Page MenuHomePhabricator

Map Romanian s&t with comma to cedilla internally
Closed, ResolvedPublic2 Estimated Story Points

Description

Romanian uses s&t wth commas (ș&ț) but as those were unavailable on many computers for many years, s&t with cedillas (ş&ţ) were substituted. Currently Romanian Wikipedia favors the correct forms (with commas), but the forms with cedillas are still common.

Some default Romanian analysis chain components, like the stopword list and the stemmer, are only aware of the cedilla forms, because they were created at a time when the comma forms were not available or in regular use.

The changes from T325091 add a stopword filter with the comma forms and map the cedilla forms to the comma forms. However, the stemmer internals are not as accessible as adding new stopwords. I've started a discussion upstream to get them to process both forms, but that's going to take a long time (likely years) to trickle down from Snowball to Lucene to ? (maybe OpenSearch?) to us.

For now the most effective way to handle this is to counterintuitively map everything to the outdated cedilla form internally, so that stemming can be done correctly on these forms. Users will never see the incorrect forms if the original text doens't use them.

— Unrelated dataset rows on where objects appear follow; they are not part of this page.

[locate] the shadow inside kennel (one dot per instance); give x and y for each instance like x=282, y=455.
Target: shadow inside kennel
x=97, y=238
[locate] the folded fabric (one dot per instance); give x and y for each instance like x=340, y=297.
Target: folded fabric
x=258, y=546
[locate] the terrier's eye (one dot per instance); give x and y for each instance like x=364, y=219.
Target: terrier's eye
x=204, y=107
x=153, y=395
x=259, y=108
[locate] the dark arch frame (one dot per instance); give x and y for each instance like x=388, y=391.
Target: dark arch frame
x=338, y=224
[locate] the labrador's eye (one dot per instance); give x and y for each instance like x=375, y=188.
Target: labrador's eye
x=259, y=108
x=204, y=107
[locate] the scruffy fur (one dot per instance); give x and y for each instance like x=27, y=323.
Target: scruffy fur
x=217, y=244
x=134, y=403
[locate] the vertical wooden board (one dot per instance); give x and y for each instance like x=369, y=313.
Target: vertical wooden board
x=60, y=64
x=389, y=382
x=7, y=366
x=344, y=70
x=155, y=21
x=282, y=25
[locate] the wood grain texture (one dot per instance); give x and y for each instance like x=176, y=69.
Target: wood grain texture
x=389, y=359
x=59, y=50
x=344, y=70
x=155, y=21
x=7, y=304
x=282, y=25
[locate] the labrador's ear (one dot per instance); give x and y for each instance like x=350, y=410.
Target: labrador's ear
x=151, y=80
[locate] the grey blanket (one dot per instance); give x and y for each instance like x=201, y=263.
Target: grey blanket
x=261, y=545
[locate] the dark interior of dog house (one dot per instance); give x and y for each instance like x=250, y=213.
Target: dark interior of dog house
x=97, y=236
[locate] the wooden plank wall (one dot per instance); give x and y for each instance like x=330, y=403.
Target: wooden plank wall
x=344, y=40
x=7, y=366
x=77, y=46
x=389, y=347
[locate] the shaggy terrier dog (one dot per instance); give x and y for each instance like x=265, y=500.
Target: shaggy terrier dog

I'm not yet sure of the scope of the changes, but adding the corrected stopwords filtered around 3½% of words in my Romanian Wikipedia sample, and I was able to quickly find a word on the front page of the Romanian Wikipedia that is stemmed incorrectly because it uses the modern, correct comma form.

Event Timeline

@TJones is there something the Romanian community can help with? What would it take to accelerate the changes upstream?

@Strainu There's nothing to do, I don't think—but thanks very much for asking! You can follow the conversation about Lucene on GitHub. They are looking to move fairly quickly, and even said they'd update to the latest Snowball stemmer as soon as it is available.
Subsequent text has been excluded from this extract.